FAIRFIELD COUNTY – A media outlet announced last week that the Fairfield Detention Center “is on the hook to pay $1M in fines for staffing violations.”
County Administrator Vic Carpenter clarified that information, telling The Voice that the county has been fined $55,000, but not $1 million.
The S.C. Law Enforcement Training Council did, however, decide on Oct. 22 of this year to place the county under a two-year probation period for staffing violations.
“So if, during that two years, we don’t take care of business as we should, we could get some kind of fine,” Carpenter said. “Probably not a million dollars, though. I don’t think any county detention center in the state has ever gotten that kind of fine.
“If we get past two years with no problems, then there will be no fine at all,” Carpenter said.
It was reported that one Fairfield County corrections officer had been employed by the county for over two years without being certified.
Another six officers were said to have continued to be employed by the county after their certifications had expired due to their failure to undergo retraining.

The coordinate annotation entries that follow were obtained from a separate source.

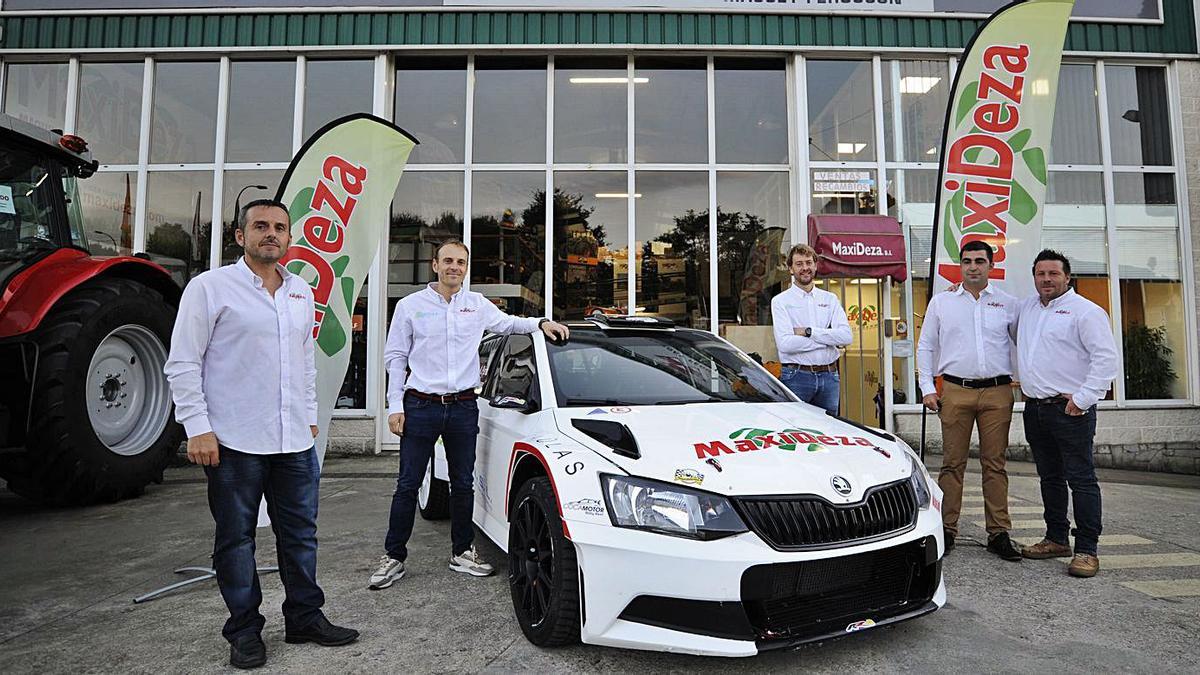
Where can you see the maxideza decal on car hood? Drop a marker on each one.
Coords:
(739, 448)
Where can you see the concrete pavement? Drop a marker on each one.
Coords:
(67, 578)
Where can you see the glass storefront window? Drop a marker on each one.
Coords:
(36, 93)
(841, 111)
(915, 93)
(109, 115)
(510, 111)
(672, 246)
(262, 105)
(591, 240)
(591, 97)
(670, 109)
(431, 103)
(843, 191)
(750, 96)
(184, 124)
(108, 207)
(425, 211)
(179, 219)
(243, 183)
(334, 89)
(1139, 119)
(753, 239)
(508, 238)
(1077, 126)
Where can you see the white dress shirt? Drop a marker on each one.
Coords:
(438, 341)
(241, 360)
(1066, 348)
(967, 338)
(819, 310)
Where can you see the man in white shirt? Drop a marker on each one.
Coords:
(244, 381)
(966, 339)
(1067, 359)
(435, 336)
(810, 326)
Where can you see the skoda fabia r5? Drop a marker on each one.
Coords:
(655, 488)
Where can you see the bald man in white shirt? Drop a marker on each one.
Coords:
(432, 360)
(244, 381)
(1067, 359)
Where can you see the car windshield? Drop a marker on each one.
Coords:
(640, 368)
(27, 205)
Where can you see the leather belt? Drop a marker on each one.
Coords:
(979, 383)
(444, 399)
(828, 368)
(1059, 399)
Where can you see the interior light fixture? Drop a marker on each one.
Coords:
(918, 84)
(607, 79)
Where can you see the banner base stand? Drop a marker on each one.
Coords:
(205, 573)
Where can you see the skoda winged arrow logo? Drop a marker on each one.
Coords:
(840, 485)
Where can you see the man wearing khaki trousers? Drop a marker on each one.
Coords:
(967, 339)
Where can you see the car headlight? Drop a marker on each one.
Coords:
(666, 508)
(918, 478)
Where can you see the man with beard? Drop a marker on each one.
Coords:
(244, 381)
(1067, 360)
(810, 326)
(967, 339)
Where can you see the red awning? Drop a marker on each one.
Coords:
(858, 245)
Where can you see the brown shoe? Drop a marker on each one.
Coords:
(1044, 549)
(1084, 565)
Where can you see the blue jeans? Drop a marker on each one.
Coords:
(425, 420)
(822, 389)
(1062, 449)
(237, 485)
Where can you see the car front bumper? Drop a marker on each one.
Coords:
(738, 596)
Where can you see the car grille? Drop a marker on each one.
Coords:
(799, 523)
(795, 601)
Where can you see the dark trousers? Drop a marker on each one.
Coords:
(457, 424)
(1062, 449)
(237, 485)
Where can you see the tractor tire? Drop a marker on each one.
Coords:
(101, 424)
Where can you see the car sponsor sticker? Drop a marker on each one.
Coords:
(750, 438)
(589, 507)
(861, 625)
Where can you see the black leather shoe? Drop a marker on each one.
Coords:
(247, 651)
(323, 633)
(1003, 547)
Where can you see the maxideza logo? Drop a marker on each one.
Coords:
(322, 214)
(859, 249)
(981, 165)
(749, 438)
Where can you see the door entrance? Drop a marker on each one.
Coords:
(861, 365)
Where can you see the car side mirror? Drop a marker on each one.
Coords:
(510, 402)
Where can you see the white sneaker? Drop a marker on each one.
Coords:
(468, 562)
(389, 571)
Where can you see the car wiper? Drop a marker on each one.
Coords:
(595, 402)
(685, 401)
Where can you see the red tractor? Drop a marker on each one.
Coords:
(85, 413)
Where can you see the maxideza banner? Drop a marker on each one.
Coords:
(339, 191)
(993, 178)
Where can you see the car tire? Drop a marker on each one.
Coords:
(543, 568)
(105, 342)
(433, 496)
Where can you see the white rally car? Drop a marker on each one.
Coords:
(655, 488)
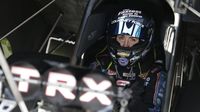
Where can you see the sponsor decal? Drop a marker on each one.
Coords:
(61, 85)
(123, 61)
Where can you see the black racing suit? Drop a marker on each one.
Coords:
(150, 78)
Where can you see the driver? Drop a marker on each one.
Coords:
(131, 58)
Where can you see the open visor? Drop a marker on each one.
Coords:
(127, 27)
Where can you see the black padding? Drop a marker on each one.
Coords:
(190, 98)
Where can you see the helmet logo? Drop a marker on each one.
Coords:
(123, 61)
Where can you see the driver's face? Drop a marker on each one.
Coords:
(126, 40)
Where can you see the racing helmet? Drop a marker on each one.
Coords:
(134, 24)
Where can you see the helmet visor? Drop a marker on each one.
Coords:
(127, 27)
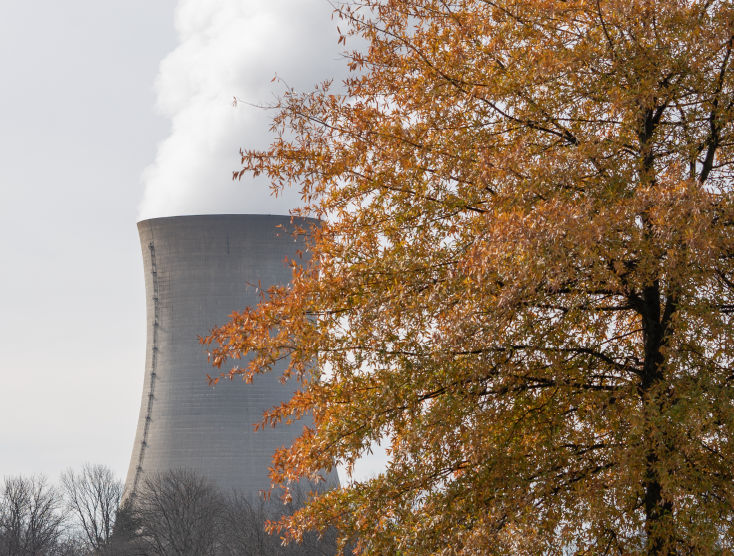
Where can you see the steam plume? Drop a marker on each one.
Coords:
(231, 48)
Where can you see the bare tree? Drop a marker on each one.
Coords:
(244, 531)
(31, 523)
(93, 496)
(179, 514)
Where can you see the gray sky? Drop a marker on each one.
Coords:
(93, 138)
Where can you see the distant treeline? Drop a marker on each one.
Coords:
(174, 513)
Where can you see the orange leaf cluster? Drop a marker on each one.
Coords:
(524, 280)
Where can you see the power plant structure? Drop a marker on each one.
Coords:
(198, 270)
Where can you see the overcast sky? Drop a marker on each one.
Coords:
(112, 112)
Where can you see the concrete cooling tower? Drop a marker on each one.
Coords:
(198, 270)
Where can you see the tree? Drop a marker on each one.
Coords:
(93, 496)
(178, 512)
(524, 280)
(30, 521)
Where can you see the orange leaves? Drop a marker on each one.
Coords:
(524, 282)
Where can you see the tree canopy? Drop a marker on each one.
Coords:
(523, 282)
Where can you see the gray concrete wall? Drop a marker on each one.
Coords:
(197, 271)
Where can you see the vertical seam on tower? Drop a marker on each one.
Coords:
(153, 367)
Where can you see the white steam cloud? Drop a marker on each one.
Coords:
(231, 48)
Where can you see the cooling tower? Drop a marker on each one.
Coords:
(198, 270)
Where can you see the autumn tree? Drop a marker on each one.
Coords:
(524, 280)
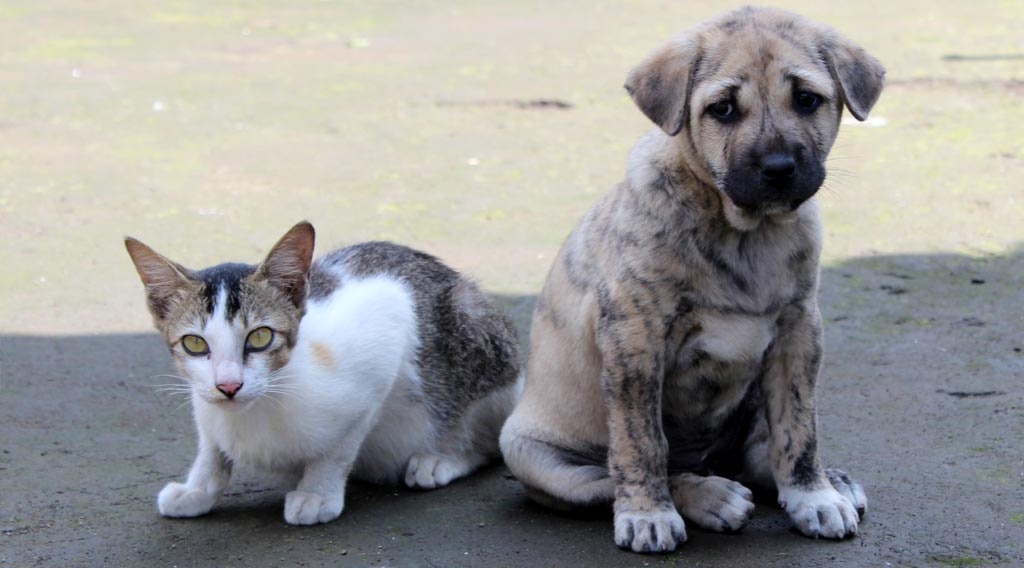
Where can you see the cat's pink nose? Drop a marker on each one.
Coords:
(229, 388)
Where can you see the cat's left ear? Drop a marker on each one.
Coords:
(287, 267)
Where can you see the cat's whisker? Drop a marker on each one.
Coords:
(179, 406)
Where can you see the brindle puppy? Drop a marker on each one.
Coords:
(678, 337)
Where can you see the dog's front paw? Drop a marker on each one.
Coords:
(429, 471)
(308, 509)
(177, 499)
(849, 489)
(649, 531)
(822, 512)
(713, 503)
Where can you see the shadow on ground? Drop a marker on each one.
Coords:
(923, 400)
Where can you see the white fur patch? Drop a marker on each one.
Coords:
(817, 513)
(656, 531)
(735, 338)
(370, 329)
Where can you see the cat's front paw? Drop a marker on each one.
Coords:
(822, 512)
(308, 509)
(177, 499)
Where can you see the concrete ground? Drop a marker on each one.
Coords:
(480, 131)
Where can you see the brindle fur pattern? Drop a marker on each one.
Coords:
(678, 333)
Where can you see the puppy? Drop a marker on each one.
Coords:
(677, 342)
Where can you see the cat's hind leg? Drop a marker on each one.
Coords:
(464, 445)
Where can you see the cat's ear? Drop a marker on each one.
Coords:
(164, 278)
(287, 267)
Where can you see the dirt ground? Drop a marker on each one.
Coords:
(480, 131)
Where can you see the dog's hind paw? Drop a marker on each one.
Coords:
(849, 489)
(650, 531)
(822, 513)
(713, 503)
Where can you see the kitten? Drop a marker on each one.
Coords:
(376, 360)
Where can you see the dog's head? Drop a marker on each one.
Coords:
(755, 97)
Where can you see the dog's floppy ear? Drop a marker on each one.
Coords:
(662, 84)
(859, 76)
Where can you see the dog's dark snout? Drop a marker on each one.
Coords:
(778, 168)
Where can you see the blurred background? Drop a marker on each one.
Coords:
(480, 132)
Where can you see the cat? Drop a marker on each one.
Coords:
(376, 360)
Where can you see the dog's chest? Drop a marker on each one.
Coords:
(709, 374)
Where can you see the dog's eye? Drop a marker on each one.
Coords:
(724, 111)
(807, 101)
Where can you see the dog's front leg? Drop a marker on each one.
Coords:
(646, 520)
(791, 375)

“It’s just that their paperwork hadn’t been turned in,” Carpenter said. “I understand that’s mostly why we received the $55,000 fine. I have not received the actual documentation on any of this yet. When the county receives information in writing, we will have a better understanding of everything.

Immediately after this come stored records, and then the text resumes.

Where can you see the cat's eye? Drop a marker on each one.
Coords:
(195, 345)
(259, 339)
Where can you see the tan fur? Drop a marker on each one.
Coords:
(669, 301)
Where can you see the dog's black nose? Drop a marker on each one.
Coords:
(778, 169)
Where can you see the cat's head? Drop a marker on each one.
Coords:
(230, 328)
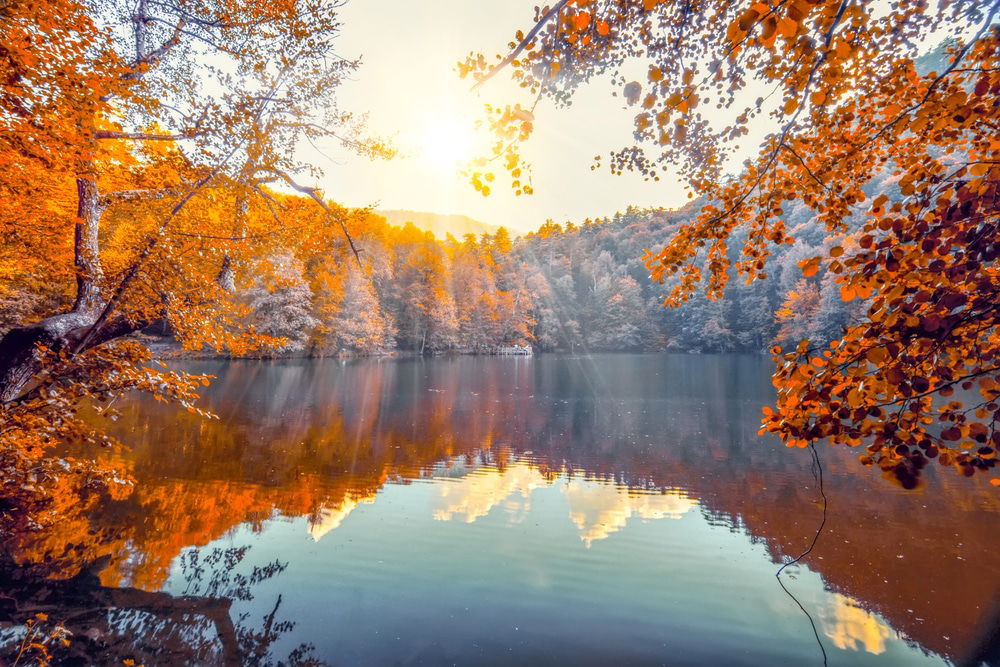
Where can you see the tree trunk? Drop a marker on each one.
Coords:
(19, 358)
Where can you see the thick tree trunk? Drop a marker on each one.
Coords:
(19, 359)
(86, 247)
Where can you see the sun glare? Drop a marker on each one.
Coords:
(446, 143)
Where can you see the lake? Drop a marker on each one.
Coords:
(548, 510)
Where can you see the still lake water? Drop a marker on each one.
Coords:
(612, 509)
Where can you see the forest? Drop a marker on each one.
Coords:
(826, 212)
(564, 287)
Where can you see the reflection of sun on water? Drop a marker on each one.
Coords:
(852, 628)
(446, 142)
(601, 509)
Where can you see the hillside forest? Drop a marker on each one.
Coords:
(573, 287)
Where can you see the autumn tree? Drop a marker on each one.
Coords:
(840, 83)
(138, 145)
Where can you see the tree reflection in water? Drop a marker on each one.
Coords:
(115, 625)
(625, 438)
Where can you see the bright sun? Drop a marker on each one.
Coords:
(446, 143)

“These problems were mostly about paper work,” he said. “When we got right down to it, the county just had not filed employee paperwork correctly or in a timely fashion. Now the paper work has been filed for those individuals.

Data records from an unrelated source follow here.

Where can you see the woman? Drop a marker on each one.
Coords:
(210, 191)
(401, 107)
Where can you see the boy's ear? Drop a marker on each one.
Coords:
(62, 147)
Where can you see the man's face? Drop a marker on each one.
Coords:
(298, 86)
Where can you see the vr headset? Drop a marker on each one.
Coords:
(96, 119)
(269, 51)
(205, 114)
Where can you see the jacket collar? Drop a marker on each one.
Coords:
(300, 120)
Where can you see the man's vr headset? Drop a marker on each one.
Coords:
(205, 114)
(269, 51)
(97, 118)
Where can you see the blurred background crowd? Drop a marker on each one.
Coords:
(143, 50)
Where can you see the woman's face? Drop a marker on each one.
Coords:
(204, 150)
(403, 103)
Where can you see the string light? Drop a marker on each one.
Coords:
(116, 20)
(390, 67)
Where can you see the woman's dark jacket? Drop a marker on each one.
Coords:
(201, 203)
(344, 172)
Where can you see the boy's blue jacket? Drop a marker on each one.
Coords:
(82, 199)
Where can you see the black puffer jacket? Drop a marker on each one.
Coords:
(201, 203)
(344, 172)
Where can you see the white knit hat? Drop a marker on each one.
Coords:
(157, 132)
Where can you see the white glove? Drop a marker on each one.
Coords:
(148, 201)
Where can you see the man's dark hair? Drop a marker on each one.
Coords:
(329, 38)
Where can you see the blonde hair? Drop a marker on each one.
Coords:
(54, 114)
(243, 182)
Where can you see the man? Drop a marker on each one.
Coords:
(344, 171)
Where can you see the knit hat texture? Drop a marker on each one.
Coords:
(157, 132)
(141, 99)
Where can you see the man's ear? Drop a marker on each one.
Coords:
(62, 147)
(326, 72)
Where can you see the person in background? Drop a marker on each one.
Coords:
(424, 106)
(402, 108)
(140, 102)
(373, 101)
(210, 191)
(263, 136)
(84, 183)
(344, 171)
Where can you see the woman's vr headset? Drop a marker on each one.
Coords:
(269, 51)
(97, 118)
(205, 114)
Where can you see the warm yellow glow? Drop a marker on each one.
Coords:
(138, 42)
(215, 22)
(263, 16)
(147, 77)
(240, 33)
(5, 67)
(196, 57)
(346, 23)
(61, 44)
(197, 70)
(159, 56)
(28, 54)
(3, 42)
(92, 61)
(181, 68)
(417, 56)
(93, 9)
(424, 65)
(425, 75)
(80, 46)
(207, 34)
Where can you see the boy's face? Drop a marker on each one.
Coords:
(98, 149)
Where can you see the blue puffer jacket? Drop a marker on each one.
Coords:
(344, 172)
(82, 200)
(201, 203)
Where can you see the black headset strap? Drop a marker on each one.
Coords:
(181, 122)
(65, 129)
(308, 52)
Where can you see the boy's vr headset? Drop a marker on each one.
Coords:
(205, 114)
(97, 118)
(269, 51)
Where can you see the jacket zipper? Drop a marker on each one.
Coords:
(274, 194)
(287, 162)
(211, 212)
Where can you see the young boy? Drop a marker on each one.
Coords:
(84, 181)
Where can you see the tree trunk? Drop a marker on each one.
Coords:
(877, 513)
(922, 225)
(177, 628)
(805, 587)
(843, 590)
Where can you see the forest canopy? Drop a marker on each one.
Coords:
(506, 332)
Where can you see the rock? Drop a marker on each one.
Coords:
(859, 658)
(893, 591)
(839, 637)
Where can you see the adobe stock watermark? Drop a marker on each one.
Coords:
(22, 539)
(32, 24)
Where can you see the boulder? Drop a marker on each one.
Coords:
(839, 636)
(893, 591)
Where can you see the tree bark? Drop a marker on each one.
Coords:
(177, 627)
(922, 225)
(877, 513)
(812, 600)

“We did have an officer not yet qualified, but he’s now enrolled in classes at the Criminal Justice Academy, so we’ve addressed all of those aspects already,” Carpenter said. “Until the officer completes the classes, he cannot serve in a law enforcement capacity. He can only carry out other duties in the detention center.
“So, we’re in compliance,” Carpenter said. He also said he plans to meet with law enforcement training council officials to appeal the jail’s probation and the proposed fine of up to $1 million.
On Dec. 1, the county announced steps it was taking to address longstanding staffing challenges at the detention center, largely driven by the competitiveness of starting salaries.
“State regulations require that we maintain certain levels of staffing and training at the detention center, and we are subject to compliance and oversight that is very strict,” Carpenter explained to The Voice following the Dec. 8 county council meeting. Carpenter said staffing levels at the detention center were a concern.
“To compound matters, in addition to having very few people even willing to apply for two long-vacant positions, we would regularly lose the ones we had to neighboring counties because of the significant difference in pay levels.”
In an effort to help the detention center meet the stiff state regulations, he announced the county would eliminate the two long-unfilled positions at the detention center and reinvest that savings directly into frontline staff, raising the starting salary for correctional officers from $38,208 to $43,418.
Carpenter said the deterioration of the county’s compliance at the detention center was mostly due to high levels of turnover in county leadership over the last few years.
“As a result, paperwork has frequently fallen through the cracks,” he said.
In the last four years, the county has operated under five different administrators and interim administrators, two different deputy administrators, and two different attorneys. Carpenter was hired less than a year ago.
“It’s not a situation where corrections officers did anything criminal or anything illegal, no indication of that at all. It’s been a lack of leadership, a lack of attention to details,” he said.
“But we’re fixing it,” Carpenter said.